De cinema, Antoni Miró
Vicente Romero
Decir que el cine forma parte de nuestra vidas es enunciar una obviedad. Las películas, como los libros, permanecen mucho tiempo en nuestras mentes e incluso llegan a formar parte de la memoria colectiva de varias generaciones. Más allá de las distintas culturas y nacionalidades, de las edades y del género del público, éste comparte con millones de desconocidos unos recuerdos comunes, independientemente de las situaciones radicalmente diferentes en que cada uno los adquirió frente a una pantalla.
Decía Frank Borzage que las películas constituyen la forma suprema de entretenimiento en todo el mundo. E Ingmar Bergman le daba la razón cuando afirmaba que ningún arte traspasa nuestra conciencia de la misma manera que lo hace el cine, tocando directamente nuestra emociones, profundizando en los oscuros rincones de nuestras almas. Pero muchas veces la huella que nos deja una obra cinematográfica se acerca más a la memoria de una vivencia propia, por imaginaria que haya sido, que al simple recuerdo de unos momentos de diversión contemplando un espectáculo. Como actriz Concha Velasco asegura que lo mejor de su oficio es haber vivido otras vidas y sido otras personas. Lo mismo nos pasa a los espectadores. Al cabo de una larga carrera como intérprete y de miles de horas formando parte del público, José Sacristán aún recuerda las tardes de cine de su niñez, sintiendo la pasión infantil por vivir otras vidas, de jugar a ser pirata, caballero o gángster. Porque, explica, todos necesitamos ser otros aunque no nos quede más remedio que ser los que somos.
Muchas otras voces han repetido, desde que el cine existe -y aún antes, desde que la literatura existe- que sus obras nos permiten asomarnos a otras realidades, conocer y entender situaciones extremas con los ojos y las razones de unos seres ficticios con quienes nos identificamos o los odiamos. En definitiva, disfrutar de experiencias y emociones prohibidas en el curso de nuestras existencias tan vulgares como repetidas, correr aventuras que nunca correríamos fuera de la sala de proyección, llorar de emoción o de risa, aterrarnos, e incluso enamorarnos fugazmente de alguien que jamás conoceremos, viviendo unos sueños fantásticos que recordamos perfectamente al encenderse las luces y despertar tras el rótulo de fin. Por eso volver a ver algunas películas es como reencontrarse con un viejo amigo íntimo que conoce nuestros secretos más íntimos, nuestras ensoñaciones.
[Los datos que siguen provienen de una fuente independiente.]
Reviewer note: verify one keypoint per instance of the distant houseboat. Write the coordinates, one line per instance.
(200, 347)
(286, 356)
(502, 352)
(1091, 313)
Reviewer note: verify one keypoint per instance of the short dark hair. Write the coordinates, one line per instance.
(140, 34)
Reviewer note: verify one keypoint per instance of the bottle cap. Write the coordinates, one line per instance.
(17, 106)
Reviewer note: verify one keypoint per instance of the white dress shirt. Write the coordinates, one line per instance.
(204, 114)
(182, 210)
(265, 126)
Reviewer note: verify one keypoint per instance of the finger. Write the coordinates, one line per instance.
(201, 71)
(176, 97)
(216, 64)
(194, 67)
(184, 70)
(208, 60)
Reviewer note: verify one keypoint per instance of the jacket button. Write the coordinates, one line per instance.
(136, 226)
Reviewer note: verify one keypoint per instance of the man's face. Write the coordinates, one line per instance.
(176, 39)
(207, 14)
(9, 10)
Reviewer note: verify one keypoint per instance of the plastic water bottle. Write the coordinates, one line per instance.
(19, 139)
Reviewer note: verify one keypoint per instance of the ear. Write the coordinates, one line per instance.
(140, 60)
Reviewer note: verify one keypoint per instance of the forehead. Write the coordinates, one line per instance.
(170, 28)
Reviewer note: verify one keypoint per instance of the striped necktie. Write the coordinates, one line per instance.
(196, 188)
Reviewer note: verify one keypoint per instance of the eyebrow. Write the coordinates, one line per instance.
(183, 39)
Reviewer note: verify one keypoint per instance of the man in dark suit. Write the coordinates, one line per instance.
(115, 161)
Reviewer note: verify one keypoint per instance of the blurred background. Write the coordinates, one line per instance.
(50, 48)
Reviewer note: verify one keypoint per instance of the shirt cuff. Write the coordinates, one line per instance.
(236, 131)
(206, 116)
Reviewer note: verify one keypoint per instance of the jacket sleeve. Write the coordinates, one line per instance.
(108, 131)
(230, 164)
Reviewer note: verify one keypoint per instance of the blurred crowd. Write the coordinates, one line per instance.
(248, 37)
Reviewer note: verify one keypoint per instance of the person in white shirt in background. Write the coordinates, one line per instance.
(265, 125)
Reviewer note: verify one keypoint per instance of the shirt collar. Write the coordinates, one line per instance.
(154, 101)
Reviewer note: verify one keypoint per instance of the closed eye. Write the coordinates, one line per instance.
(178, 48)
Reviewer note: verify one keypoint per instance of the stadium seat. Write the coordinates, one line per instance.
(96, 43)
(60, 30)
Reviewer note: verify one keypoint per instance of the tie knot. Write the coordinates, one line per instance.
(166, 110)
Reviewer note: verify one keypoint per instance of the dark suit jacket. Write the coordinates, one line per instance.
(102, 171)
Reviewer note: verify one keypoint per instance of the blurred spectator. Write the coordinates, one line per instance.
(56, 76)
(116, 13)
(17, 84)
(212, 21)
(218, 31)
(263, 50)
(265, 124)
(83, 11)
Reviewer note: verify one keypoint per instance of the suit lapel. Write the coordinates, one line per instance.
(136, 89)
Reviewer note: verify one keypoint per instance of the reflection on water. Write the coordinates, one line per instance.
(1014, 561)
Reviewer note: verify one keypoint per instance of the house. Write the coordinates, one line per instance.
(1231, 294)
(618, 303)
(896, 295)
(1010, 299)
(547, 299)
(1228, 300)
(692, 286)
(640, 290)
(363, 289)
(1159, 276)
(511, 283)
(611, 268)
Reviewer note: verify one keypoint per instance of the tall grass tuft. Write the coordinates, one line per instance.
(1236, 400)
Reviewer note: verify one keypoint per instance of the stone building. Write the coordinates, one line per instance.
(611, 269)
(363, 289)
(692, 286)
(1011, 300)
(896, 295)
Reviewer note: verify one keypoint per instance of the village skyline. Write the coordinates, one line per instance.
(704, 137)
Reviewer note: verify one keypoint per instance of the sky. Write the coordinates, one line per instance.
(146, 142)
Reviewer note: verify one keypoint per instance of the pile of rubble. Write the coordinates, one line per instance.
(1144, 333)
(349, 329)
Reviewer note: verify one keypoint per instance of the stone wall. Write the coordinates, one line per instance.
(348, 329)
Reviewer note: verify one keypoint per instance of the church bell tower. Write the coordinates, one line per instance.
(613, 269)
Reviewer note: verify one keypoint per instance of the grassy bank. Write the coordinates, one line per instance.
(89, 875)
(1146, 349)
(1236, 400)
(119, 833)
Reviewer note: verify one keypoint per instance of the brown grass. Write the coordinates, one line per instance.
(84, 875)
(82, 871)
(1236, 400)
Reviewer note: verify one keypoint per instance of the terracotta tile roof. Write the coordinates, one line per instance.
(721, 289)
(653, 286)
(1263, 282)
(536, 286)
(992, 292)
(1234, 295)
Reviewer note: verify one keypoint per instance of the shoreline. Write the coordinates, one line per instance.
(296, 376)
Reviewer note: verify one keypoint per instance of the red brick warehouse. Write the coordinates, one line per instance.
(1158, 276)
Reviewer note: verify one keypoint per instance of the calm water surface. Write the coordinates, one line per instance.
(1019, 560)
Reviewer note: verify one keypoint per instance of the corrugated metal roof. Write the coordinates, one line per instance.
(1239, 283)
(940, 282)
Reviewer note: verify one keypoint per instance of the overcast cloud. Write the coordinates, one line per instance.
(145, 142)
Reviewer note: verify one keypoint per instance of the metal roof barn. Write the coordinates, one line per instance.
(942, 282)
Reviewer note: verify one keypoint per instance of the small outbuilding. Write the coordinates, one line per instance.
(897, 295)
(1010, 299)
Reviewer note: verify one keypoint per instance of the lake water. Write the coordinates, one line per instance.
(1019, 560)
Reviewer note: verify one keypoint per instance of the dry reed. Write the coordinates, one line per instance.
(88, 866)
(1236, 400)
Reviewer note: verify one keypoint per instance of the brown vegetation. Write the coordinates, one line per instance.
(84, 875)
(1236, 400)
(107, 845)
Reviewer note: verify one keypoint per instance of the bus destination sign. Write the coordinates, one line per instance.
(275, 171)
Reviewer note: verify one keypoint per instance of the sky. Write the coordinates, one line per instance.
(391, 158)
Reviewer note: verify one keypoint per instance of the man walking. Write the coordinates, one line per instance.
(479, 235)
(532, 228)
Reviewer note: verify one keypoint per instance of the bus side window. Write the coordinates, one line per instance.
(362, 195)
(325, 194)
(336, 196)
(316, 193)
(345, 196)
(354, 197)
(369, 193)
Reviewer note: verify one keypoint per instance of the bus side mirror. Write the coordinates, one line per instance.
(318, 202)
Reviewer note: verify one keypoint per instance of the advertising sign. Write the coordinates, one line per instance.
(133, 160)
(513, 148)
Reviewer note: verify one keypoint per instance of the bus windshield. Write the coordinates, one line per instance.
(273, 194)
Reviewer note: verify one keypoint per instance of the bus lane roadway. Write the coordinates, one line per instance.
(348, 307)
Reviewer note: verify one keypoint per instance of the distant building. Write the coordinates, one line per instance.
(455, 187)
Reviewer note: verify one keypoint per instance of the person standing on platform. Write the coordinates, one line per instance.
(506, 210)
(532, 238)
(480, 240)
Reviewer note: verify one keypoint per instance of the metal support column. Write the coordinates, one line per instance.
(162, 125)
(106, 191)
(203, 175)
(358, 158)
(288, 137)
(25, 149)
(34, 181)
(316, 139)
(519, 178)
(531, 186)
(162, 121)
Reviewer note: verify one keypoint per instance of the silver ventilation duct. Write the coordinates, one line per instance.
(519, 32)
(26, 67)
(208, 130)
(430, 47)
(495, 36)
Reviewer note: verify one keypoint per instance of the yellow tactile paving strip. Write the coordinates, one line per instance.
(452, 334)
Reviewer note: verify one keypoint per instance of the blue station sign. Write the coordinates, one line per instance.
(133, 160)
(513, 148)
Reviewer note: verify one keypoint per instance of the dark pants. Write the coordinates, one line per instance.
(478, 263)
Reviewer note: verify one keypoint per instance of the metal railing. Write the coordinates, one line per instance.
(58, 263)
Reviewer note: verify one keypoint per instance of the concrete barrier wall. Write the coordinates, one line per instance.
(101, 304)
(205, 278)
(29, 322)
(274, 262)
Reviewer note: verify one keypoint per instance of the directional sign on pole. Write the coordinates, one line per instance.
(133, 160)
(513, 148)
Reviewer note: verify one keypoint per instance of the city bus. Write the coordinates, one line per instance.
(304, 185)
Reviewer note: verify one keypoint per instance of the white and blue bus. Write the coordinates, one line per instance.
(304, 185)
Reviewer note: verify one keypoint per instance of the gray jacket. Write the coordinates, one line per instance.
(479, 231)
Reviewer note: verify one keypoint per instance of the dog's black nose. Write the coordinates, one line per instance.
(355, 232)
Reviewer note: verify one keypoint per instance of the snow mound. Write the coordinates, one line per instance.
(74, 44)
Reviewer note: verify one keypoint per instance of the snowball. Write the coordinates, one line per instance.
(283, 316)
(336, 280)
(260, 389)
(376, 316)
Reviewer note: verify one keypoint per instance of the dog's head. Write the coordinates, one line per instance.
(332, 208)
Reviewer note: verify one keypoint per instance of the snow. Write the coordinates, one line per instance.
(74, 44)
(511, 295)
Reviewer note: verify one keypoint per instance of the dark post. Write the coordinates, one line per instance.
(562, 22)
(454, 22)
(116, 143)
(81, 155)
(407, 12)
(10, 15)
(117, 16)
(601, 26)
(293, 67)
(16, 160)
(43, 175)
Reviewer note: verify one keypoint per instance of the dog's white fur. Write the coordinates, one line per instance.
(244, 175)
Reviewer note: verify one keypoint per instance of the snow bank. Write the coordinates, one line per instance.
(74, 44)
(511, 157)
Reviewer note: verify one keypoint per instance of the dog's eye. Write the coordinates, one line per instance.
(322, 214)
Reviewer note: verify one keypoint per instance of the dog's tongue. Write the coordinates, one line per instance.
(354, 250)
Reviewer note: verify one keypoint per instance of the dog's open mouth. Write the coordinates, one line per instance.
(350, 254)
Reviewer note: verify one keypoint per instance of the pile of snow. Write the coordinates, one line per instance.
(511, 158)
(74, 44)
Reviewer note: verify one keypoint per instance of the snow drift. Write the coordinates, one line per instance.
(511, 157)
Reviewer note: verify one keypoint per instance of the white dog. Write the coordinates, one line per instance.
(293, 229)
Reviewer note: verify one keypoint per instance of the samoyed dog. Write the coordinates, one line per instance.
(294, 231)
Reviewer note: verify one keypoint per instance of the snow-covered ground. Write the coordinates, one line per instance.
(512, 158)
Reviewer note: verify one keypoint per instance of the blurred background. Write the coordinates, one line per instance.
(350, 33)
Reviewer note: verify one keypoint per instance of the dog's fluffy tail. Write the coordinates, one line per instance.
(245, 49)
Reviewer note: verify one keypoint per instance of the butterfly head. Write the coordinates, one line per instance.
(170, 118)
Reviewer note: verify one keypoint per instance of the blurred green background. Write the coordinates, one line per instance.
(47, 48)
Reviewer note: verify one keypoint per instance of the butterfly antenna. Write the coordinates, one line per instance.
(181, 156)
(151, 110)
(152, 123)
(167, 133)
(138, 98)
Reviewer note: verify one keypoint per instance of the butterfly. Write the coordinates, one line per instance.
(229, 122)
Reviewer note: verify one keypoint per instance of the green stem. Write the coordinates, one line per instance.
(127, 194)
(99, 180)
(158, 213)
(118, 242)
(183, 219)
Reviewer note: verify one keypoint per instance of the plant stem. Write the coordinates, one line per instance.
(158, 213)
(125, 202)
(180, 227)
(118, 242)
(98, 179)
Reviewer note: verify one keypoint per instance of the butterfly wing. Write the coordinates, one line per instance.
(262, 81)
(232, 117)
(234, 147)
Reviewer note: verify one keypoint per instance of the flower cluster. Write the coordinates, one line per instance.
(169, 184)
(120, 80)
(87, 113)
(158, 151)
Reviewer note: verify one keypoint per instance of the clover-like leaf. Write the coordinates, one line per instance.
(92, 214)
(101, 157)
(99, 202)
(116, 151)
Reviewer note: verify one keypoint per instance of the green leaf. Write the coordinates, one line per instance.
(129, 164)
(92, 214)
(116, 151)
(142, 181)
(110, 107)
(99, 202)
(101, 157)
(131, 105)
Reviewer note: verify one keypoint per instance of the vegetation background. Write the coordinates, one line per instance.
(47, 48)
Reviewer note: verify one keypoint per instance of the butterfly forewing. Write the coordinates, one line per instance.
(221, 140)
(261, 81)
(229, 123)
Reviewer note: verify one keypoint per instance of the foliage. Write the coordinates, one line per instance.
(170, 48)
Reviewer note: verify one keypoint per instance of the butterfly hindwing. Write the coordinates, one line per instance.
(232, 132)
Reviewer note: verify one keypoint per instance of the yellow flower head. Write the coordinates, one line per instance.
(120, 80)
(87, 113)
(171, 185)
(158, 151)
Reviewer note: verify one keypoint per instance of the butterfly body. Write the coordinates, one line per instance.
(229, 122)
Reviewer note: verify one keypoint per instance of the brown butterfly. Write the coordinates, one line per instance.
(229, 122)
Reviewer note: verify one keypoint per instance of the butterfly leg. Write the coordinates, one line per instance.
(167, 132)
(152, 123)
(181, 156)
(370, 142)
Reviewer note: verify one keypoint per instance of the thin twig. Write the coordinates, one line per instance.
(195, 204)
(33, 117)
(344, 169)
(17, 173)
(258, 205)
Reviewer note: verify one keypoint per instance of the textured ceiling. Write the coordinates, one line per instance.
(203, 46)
Dejarnos llevar por las mentiras del cine supone también alejarnos por unos instantes de la realidad inmediata, escapar de cuanto nos insatisface o atenaza, mirando arrobados a la pantalla como Mia Farrow en la secuencia final de La rosa púrpura de El Cairo. Una huída personal que fue tan necesaria en la España amarga del franquismo como lo es en la sociedad sometida a los designios del capital y alienada por lo banal en que ahora nos debatimos.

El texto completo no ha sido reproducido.